Quasi in ogni casa c’è una Bibbia. Un Papa, se ricordo bene Giovanni XXIII, anni fa, aveva fatto perfino una campagna perché ce ne fosse una copia in ogni famiglia. E aveva sguinzagliato monache e laici a venderla e distribuirla nelle case.
Spesso alcuni me l’hanno mostrata, incastrata su uno scaffale della loro libreria. Altri con un certo orgoglio me ne hanno fatte sfogliare, invece, delle edizioni di lusso e illustrate.
Alla domanda se la leggevano, la risposta era di solito “no”.
Una Bibbia lasciata in uno scaffale, o sul comodino da notte, non serve a niente. Bisogna leggerla e meditarla, perché è tutta “ispirata da Dio e utile a insegnare, a riprendere, a correggere e a educare alla giustizia” (2 Timoteo 3:16).
Ne stiamo parlando già da più di due settimane e oggi si pone la domanda: che cosa vuol dire “educare alla giustizia”?
Educare vuol dire, secondo il dizionario, “portare metodicamente alla maturità intellettuale e morale e sviluppare e affinare mediante l’insegnamento e l’esercizio”.
Mi ha colpito quell’avverbio “metodicamente”, perché è molto appropriato. L’educazione non si fa a periodi, a sprazzi, o spinti dalle emozioni nei momenti di crisi. È un lavoro lento, costante, giornaliero e metodico. Precisamente!
Il profeta Isaia ha descritto come Dio ha istruito il suo popolo, purtroppo senza essere molto ascoltato: “La parola del Signore è stata per loro precetto dopo precetto, regola dopo regola, regola dopo regola, un poco qui e un poco là...” (28:13).

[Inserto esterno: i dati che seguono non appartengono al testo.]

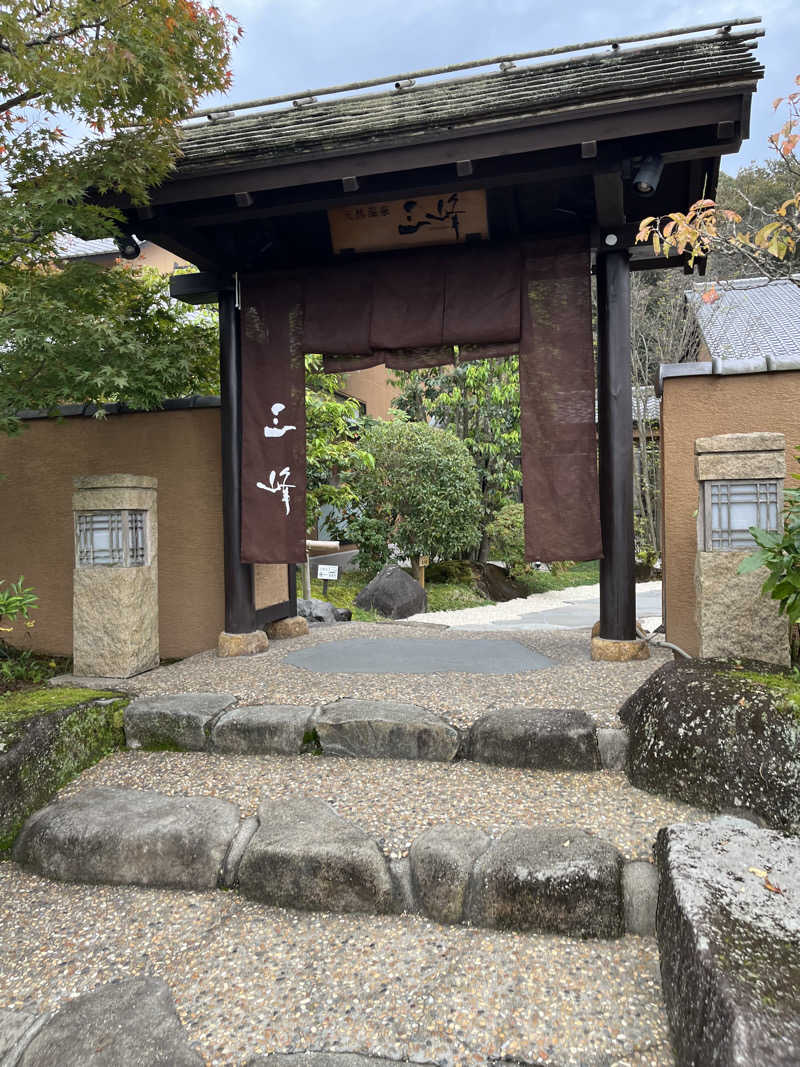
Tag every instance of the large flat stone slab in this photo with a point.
(177, 721)
(122, 837)
(541, 737)
(129, 1023)
(729, 930)
(304, 856)
(385, 730)
(550, 880)
(262, 730)
(414, 655)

Quante volte abbiamo dovuto insegnare ai nostri bambini a dire “grazie” e “per piacere”, prima che l’istruzione diventasse per loro una regola ben incorporata? Decine, se non centinaia, di volte.

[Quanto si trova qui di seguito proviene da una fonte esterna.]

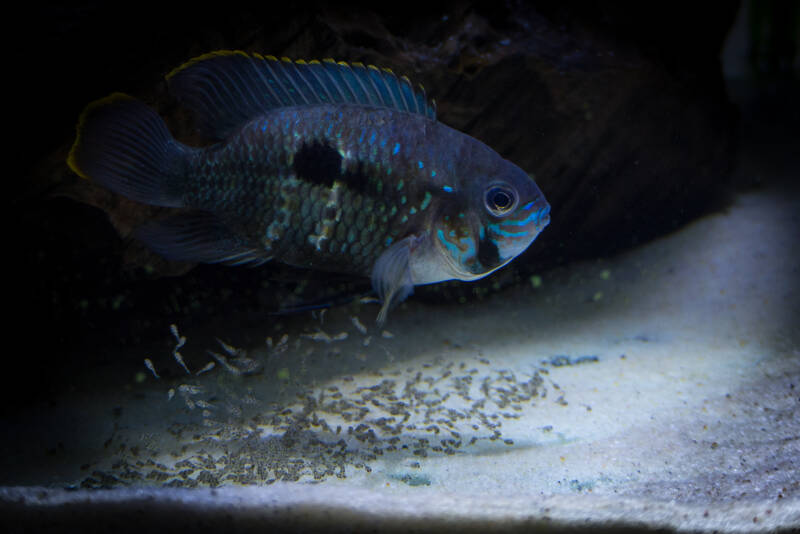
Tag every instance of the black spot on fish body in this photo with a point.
(318, 162)
(357, 179)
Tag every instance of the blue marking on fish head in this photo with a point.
(505, 212)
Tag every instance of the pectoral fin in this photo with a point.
(391, 275)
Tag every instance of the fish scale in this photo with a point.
(321, 165)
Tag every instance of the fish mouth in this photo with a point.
(480, 269)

E quante volte abbiamo dovuto inculcare in loro i principi dell’onestà, della gentilezza e del vivere civile, dell’importanza di non spintonare o fare dispetti agli altri bambini? Contarle è impossibile.

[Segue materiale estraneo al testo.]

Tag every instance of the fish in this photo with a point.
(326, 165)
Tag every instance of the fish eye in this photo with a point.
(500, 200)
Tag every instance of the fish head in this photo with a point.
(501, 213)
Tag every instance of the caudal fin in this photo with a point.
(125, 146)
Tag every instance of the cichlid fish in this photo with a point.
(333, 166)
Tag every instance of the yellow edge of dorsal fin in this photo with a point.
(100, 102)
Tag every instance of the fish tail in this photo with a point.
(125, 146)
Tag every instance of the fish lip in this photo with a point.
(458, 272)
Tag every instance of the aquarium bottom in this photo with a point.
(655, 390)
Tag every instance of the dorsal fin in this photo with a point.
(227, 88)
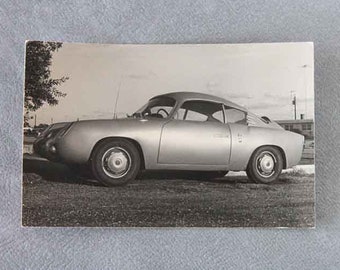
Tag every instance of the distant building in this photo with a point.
(301, 126)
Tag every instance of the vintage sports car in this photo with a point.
(175, 131)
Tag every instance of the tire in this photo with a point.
(265, 165)
(115, 162)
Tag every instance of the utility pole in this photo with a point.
(294, 104)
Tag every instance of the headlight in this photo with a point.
(65, 129)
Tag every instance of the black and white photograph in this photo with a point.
(171, 135)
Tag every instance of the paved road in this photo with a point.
(54, 196)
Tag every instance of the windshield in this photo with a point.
(159, 107)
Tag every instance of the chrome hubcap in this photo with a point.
(265, 164)
(116, 162)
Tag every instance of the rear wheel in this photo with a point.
(115, 162)
(265, 165)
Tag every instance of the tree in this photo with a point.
(40, 88)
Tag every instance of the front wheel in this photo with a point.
(265, 165)
(115, 162)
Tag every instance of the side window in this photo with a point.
(235, 116)
(197, 110)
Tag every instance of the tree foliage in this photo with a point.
(40, 88)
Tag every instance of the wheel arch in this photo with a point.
(275, 146)
(138, 146)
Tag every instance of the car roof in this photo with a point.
(184, 96)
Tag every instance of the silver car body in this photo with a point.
(171, 144)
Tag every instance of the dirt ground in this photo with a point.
(55, 196)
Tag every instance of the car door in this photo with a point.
(195, 137)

Dio ci educa, ogni giorno allo stesso modo, dandoci metodicamente precetti e istruzioni (non consigli, come è “evangelicamente corretto” dire oggi) nella sua Parola e ammonendoci delle conseguenze delle nostre disubbidienze.
E, cosa interessante, ci rivela che certe cose, a cui non avevamo forse pensato, sono sbagliate (peccati!) e perciò da evitare. Per esempio, che non è giusto alzare la voce con rabbia, che non va bene mettere il naso nei fatti degli altri, che non è giusto essere condiscendenti verso i fannulloni, che non bisogna vantarsi della propria generosità, che chi è crudele fa male al suo stesso corpo, che Dio detesta i negozianti che imbrogliano sul peso. Dio vede tutto e tiene conto proprio di tutto!
Il salmista Davide pregava: “Chi conosce i suoi errori? Purificami da quelli che mi sono occulti” (19:13) e “Esaminami, o Dio, e conosci il mio cuore, mettimi alla prova e conosci i miei pensieri e guidami per la via eterna” (139:23,24).
La Parola di Dio è paragonata a uno stiletto che penetra nel profondo del nostro essere (Ebrei 4:12). Lasciamola penetrare anche se ci fa male.
È dolce al palato, ma può anche far male alla pancia, come ha raccontato Giovanni nell’Apocalisse. Nutriamocene e digeriamola, anche se, a volte, sarà un po’ indigesta.
E soprattutto pratichiamola, se vogliamo proseguire nel cammino della giustizia.